Önümüzdeki dönem Johnson & Johnson Medikal Cihazlar’ın öncelikleri neler olacak? Paydaşlarınızla ilişkilerinizdeki hedeflerinizi anlatır mısınız?
Sağlık sektörü olarak, ileride de çok konuşacağımız ‘yeni normal’ dediğimiz bir dönemden geçiyoruz. Sektörün tüm oyuncuları olarak yeni normale epeyce uyum sağladığımızı düşünüyorum.

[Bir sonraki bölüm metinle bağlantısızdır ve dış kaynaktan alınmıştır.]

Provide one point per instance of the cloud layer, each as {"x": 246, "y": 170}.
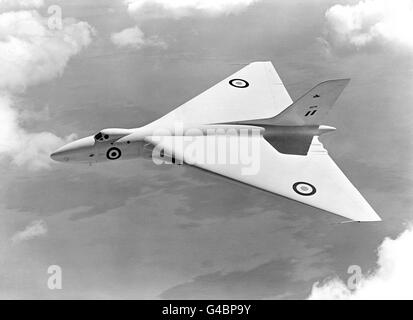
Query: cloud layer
{"x": 135, "y": 38}
{"x": 393, "y": 278}
{"x": 9, "y": 5}
{"x": 156, "y": 9}
{"x": 32, "y": 53}
{"x": 184, "y": 8}
{"x": 371, "y": 23}
{"x": 35, "y": 229}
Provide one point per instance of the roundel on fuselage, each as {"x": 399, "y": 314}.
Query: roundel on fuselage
{"x": 304, "y": 188}
{"x": 239, "y": 83}
{"x": 113, "y": 153}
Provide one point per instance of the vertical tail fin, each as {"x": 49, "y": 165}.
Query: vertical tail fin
{"x": 311, "y": 108}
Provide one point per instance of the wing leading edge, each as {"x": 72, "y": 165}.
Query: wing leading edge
{"x": 314, "y": 179}
{"x": 254, "y": 92}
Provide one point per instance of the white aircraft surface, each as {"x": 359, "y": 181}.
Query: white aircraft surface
{"x": 250, "y": 110}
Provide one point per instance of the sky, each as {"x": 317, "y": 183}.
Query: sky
{"x": 133, "y": 230}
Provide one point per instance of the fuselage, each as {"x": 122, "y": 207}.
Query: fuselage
{"x": 121, "y": 144}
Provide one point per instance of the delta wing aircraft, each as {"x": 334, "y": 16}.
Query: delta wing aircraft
{"x": 288, "y": 158}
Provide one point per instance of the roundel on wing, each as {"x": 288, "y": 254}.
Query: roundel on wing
{"x": 304, "y": 188}
{"x": 239, "y": 83}
{"x": 113, "y": 153}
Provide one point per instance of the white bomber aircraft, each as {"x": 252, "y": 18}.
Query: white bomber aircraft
{"x": 292, "y": 161}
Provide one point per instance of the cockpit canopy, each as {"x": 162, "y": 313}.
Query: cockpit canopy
{"x": 111, "y": 134}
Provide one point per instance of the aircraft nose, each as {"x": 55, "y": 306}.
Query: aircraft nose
{"x": 72, "y": 150}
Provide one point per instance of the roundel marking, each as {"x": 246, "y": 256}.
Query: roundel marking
{"x": 113, "y": 153}
{"x": 239, "y": 83}
{"x": 304, "y": 188}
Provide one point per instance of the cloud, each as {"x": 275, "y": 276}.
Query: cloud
{"x": 371, "y": 23}
{"x": 155, "y": 9}
{"x": 184, "y": 8}
{"x": 9, "y": 5}
{"x": 32, "y": 53}
{"x": 35, "y": 229}
{"x": 24, "y": 148}
{"x": 393, "y": 278}
{"x": 135, "y": 38}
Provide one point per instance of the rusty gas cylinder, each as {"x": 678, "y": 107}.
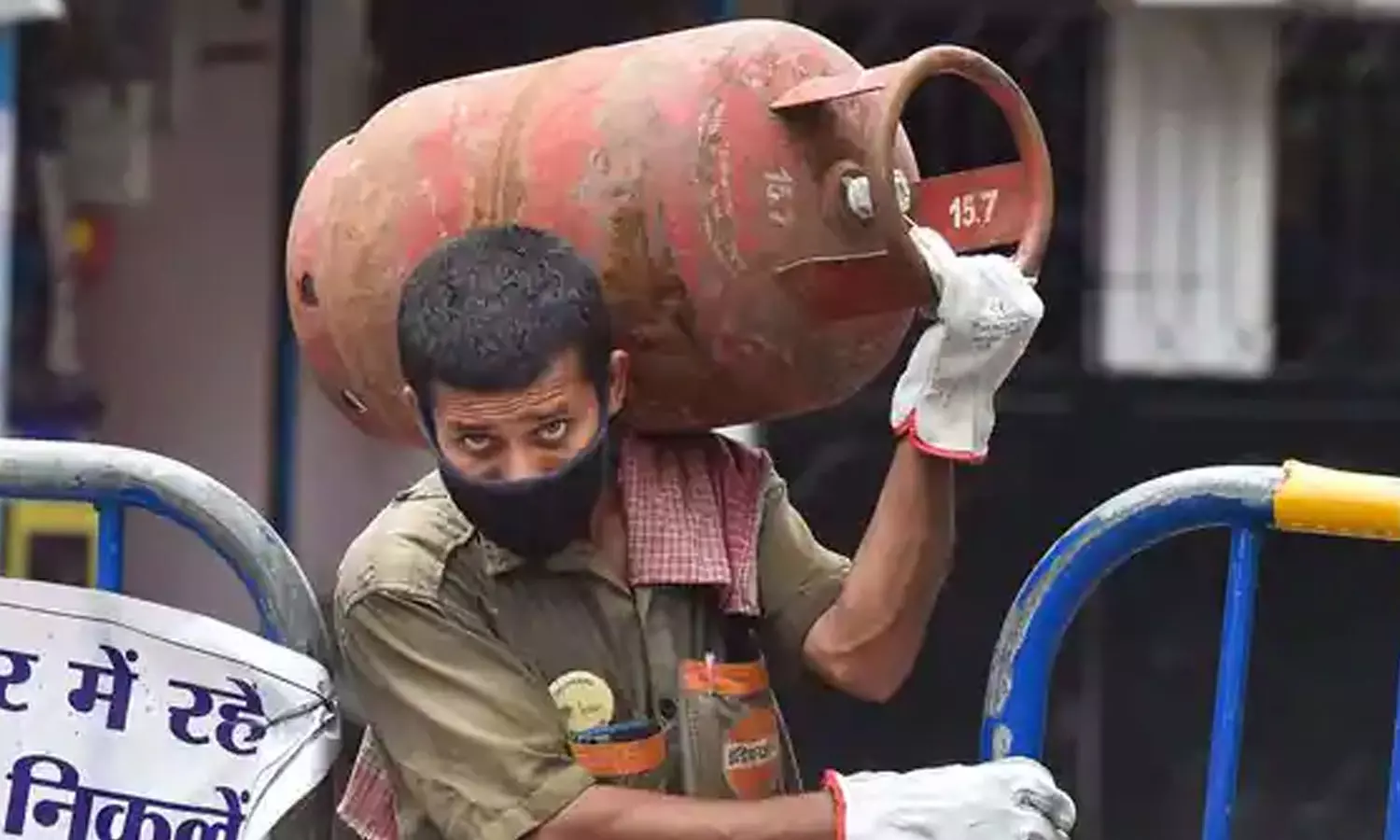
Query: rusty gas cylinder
{"x": 744, "y": 190}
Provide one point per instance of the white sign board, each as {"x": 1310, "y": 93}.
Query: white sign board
{"x": 125, "y": 720}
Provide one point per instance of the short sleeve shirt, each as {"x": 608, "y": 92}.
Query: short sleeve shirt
{"x": 440, "y": 635}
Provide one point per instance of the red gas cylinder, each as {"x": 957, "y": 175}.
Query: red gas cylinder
{"x": 744, "y": 189}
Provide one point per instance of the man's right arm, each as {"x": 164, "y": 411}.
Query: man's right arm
{"x": 478, "y": 744}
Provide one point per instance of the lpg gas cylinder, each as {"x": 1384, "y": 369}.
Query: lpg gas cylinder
{"x": 744, "y": 189}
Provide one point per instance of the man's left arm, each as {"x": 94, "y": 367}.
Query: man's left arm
{"x": 860, "y": 624}
{"x": 867, "y": 638}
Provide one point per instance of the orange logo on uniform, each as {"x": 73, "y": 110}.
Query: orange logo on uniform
{"x": 750, "y": 755}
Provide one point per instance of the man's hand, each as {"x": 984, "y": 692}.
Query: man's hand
{"x": 987, "y": 313}
{"x": 1007, "y": 800}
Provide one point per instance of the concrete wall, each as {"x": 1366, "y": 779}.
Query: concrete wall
{"x": 181, "y": 332}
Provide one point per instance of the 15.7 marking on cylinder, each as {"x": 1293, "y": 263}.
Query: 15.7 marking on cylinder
{"x": 974, "y": 209}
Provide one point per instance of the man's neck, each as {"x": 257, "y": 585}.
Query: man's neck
{"x": 608, "y": 531}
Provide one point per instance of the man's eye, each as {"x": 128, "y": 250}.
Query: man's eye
{"x": 552, "y": 431}
{"x": 475, "y": 442}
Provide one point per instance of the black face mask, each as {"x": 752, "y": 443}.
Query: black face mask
{"x": 534, "y": 518}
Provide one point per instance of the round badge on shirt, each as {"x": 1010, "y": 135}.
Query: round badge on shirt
{"x": 584, "y": 697}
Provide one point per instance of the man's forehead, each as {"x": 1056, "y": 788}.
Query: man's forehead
{"x": 549, "y": 392}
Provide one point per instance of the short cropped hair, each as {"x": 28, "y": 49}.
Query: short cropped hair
{"x": 493, "y": 308}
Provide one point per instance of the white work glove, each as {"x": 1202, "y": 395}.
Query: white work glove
{"x": 987, "y": 311}
{"x": 1007, "y": 800}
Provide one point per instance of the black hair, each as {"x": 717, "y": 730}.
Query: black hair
{"x": 493, "y": 308}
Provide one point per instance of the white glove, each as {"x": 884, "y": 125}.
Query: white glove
{"x": 987, "y": 311}
{"x": 1007, "y": 800}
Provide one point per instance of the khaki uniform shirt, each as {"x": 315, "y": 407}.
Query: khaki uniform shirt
{"x": 451, "y": 644}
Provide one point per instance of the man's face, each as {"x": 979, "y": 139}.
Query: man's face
{"x": 529, "y": 433}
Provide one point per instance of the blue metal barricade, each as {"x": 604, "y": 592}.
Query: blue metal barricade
{"x": 1296, "y": 497}
{"x": 115, "y": 478}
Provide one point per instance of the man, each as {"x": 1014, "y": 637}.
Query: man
{"x": 565, "y": 604}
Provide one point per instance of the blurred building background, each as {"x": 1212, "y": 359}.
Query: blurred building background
{"x": 1217, "y": 291}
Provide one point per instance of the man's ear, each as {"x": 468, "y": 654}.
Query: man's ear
{"x": 619, "y": 367}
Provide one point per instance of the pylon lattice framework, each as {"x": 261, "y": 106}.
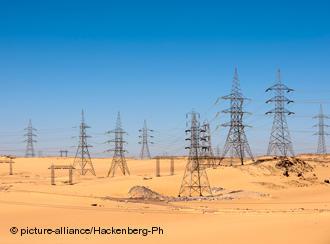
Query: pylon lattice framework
{"x": 195, "y": 180}
{"x": 82, "y": 162}
{"x": 118, "y": 160}
{"x": 145, "y": 138}
{"x": 236, "y": 143}
{"x": 30, "y": 135}
{"x": 321, "y": 147}
{"x": 206, "y": 141}
{"x": 280, "y": 143}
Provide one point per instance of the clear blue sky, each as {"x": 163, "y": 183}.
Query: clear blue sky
{"x": 156, "y": 60}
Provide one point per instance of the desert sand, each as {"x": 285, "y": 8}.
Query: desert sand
{"x": 255, "y": 203}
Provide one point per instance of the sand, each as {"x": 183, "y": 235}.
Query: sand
{"x": 255, "y": 204}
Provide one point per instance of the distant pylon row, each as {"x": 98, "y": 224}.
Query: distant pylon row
{"x": 280, "y": 143}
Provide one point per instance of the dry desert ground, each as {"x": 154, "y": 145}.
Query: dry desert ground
{"x": 254, "y": 203}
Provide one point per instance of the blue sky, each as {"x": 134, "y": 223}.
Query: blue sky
{"x": 156, "y": 60}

Teknolojiye hakimiyetin ve dijitali etkin bir şekilde kullanabilmenin çok önemli hale geldiğinin artık hepimiz farkındayız. Biz de pandemi dönemindeki en büyük gelişimlerimizden biri olan dijital yetkinlerimizi önümüzdeki dönemde de kalıcı olarak yaşamlarımıza geçirmeyi, bu alanın faydalarını insan sağlığı için güçlü bir şekilde kullanmayı hedefliyoruz.